Researchers from the Georgia Institute of Technology (GeorgiaTech) and Rutgers University in the US have developed a three-layer system to verify that components produced using additive manufacturing have not been compromised. Their system uses acoustic and other physical techniques to confirm that the printer is operating as expected, and non-destructive inspection techniques to verify the correct location of tiny gold nanorods buried in the parts. The validation technique is independent of printer firmware and software in the controlling computer.

"These 3D printed components will be going into people, aircraft and critical infrastructure systems," said Prof Raheem Beyah, the Motorola Foundation Professor and associate chair in GeorgiaTech's School of Electrical & Computer Engineering. "Malicious software installed in the printer or control computer could compromise the production process. We need to make sure that these components are produced to specification and not affected by malicious actors or unscrupulous producers."

The three components of the new system include:

1. Acoustic measurement of the 3D printer in operation. When compared to a reference recording of a correct print, this acoustic monitoring - done with an inexpensive microphone and filtering software - can detect changes in the printer's sound that may indicate installation of malicious software.

2. Physical tracking of printer components. To create the desired object, the printer's extruder and other components should follow a consistent mechanical path that can be observed with inexpensive sensors. Variations from the expected path could indicate an attack.

3. Detection of nanorods in finished components.
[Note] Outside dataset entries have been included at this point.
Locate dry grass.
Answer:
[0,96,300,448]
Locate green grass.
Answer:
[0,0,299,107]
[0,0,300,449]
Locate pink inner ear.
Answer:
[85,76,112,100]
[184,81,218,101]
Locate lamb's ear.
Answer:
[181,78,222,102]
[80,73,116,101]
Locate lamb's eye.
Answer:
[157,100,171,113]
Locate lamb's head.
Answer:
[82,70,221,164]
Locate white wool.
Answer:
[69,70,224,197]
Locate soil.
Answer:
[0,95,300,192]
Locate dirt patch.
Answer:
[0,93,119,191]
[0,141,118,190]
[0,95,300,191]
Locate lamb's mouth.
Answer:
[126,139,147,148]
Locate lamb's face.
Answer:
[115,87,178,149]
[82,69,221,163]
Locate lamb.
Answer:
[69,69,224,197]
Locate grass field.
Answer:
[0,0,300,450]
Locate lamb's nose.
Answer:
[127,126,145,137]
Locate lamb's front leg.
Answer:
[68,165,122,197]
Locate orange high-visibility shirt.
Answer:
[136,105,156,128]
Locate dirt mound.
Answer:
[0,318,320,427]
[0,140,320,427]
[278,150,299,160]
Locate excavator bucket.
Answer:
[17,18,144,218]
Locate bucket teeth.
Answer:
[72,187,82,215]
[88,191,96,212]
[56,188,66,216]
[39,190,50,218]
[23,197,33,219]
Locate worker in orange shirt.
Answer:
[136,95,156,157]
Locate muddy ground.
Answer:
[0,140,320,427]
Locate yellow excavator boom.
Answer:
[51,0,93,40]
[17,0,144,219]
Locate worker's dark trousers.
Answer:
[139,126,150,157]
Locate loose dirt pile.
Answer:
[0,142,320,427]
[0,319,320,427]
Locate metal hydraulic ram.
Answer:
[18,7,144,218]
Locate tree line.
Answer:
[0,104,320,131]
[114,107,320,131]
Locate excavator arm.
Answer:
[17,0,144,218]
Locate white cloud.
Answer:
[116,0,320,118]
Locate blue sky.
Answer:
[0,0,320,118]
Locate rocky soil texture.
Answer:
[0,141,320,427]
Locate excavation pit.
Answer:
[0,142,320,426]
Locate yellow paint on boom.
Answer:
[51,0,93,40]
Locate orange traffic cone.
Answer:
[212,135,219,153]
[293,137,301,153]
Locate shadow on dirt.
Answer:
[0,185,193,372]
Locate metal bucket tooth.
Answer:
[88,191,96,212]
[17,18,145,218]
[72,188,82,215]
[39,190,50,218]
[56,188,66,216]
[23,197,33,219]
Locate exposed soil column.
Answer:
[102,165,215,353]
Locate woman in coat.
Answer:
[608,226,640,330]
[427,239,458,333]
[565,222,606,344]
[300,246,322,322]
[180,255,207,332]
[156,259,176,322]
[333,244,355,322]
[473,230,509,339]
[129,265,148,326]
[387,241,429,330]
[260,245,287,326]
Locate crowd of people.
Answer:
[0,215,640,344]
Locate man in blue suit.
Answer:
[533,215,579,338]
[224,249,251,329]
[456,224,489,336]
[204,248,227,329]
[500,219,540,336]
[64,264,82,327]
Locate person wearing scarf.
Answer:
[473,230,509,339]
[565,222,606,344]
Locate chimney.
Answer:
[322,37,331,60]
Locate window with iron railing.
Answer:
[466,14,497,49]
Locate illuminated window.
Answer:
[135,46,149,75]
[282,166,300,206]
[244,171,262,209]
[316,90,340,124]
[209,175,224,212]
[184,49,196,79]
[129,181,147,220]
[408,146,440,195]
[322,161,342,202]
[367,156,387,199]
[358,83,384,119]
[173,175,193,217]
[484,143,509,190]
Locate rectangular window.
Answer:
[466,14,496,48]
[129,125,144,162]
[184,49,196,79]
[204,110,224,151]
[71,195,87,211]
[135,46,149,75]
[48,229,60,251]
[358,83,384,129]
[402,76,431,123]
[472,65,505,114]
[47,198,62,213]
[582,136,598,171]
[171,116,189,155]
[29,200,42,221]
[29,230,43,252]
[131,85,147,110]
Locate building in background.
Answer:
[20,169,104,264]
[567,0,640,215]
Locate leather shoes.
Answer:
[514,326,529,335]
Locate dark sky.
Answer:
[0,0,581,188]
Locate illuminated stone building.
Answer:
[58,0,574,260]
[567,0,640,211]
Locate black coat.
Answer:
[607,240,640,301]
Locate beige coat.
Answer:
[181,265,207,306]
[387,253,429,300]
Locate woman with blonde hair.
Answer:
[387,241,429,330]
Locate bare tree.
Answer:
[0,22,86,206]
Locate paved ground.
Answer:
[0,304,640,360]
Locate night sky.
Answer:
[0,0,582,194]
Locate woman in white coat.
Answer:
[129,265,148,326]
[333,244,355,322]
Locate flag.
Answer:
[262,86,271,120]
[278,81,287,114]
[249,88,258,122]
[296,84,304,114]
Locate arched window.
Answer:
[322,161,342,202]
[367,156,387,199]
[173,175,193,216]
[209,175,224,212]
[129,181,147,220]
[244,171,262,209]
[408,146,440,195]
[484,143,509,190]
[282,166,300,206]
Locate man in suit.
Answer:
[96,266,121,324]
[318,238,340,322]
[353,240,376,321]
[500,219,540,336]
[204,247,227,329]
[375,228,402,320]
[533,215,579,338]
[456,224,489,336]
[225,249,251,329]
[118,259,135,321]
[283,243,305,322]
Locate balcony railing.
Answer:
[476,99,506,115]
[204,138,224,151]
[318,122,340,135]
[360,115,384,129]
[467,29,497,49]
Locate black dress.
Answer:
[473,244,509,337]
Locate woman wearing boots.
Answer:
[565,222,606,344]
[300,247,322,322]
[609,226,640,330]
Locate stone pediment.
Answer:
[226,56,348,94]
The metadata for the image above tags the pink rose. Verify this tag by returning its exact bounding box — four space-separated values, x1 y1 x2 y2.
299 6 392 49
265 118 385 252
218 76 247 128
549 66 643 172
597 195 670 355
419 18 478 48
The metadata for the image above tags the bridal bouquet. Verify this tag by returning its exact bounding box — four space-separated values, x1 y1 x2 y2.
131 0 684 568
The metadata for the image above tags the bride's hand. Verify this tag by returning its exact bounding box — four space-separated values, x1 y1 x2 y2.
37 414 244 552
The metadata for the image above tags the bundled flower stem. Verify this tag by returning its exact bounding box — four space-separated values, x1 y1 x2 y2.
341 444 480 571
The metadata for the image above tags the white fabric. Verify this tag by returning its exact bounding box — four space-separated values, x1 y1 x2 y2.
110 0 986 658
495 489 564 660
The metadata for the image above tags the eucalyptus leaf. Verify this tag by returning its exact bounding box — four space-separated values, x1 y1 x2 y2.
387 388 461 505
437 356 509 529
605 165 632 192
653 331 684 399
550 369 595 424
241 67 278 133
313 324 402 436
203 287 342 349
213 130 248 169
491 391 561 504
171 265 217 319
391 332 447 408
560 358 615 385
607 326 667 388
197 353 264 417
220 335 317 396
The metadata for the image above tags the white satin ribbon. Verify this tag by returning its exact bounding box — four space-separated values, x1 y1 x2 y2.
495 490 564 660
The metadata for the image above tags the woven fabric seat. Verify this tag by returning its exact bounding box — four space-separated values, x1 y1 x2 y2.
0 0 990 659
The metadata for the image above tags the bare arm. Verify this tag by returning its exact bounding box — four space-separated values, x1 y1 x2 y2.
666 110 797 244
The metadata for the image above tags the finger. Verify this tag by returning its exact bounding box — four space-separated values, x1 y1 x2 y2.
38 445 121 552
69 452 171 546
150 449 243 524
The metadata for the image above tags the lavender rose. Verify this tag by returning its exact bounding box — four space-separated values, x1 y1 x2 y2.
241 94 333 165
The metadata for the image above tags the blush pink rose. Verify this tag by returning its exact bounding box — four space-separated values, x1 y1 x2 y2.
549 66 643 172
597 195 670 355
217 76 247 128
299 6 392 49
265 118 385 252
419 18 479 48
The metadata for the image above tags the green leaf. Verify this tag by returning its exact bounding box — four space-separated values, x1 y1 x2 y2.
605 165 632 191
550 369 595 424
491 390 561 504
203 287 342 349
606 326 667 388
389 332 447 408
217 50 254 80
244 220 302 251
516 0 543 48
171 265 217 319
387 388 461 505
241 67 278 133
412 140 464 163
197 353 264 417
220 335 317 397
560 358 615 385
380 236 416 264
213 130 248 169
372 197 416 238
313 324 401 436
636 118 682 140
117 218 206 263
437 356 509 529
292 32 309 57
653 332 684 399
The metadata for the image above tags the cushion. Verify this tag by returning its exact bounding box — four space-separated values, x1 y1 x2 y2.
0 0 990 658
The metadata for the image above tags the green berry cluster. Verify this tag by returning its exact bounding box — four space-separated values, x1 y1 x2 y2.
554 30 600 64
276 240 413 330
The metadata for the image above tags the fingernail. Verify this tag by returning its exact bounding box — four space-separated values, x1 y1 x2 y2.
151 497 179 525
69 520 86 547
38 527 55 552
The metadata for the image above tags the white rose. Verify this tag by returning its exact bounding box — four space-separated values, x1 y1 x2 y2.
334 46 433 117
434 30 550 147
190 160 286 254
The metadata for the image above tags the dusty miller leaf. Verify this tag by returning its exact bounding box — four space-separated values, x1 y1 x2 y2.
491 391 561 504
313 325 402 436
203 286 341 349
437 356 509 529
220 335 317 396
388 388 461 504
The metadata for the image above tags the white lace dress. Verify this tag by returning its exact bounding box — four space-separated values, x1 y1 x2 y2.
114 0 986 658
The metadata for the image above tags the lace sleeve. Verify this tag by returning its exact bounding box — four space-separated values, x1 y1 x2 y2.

Using Raman spectroscopy and computed tomography, the researchers were able to detect the location of gold nanorods that had been mixed with the filament material used in the 3D printer. Variations from the expected location of those particles could indicate a quality problem with the component. The variations could result from malicious activity, or from efforts to conserve printer materials.

The researchers tested their technique on three different types of 3D printers and a computer numerical control machine using a polyethylene tibial knee prosthesis as a test case. Beyond detecting malicious activity or quality problems, the technique could stop inadvertent production problems, reducing materials waste.

In their technique to detect flaws in 3D printed components, the researchers were inspired to apply the same kind of contrast agents used in medical imaging techniques for detecting tumours, said Dr Mehdi Javanmard, assistant professor in the Department of Electrical & Computer Engineering at Rutgers University.

The gold contrast materials were tested to make sure they would not compromise the structural integrity of the printed components.

Now that they have demonstrated the feasibility of the techniques, the researchers plan to improve the validation methods and move them closer to application. "Our focus now will be on testing the resilience of this technology and its resistance to intrusion and malicious attacks," Dr Javanmard said.

Among the challenges ahead will be obtaining good acoustic data in the noisy environments in which 3D printers typically operate. In the research reported by the researchers, operation of other 3D printers near the one being observed cut the accuracy significantly, but Prof Beyah believes that challenge can be addressed with additional signal processing. The technique will also be applied to additional types of printers and different materials.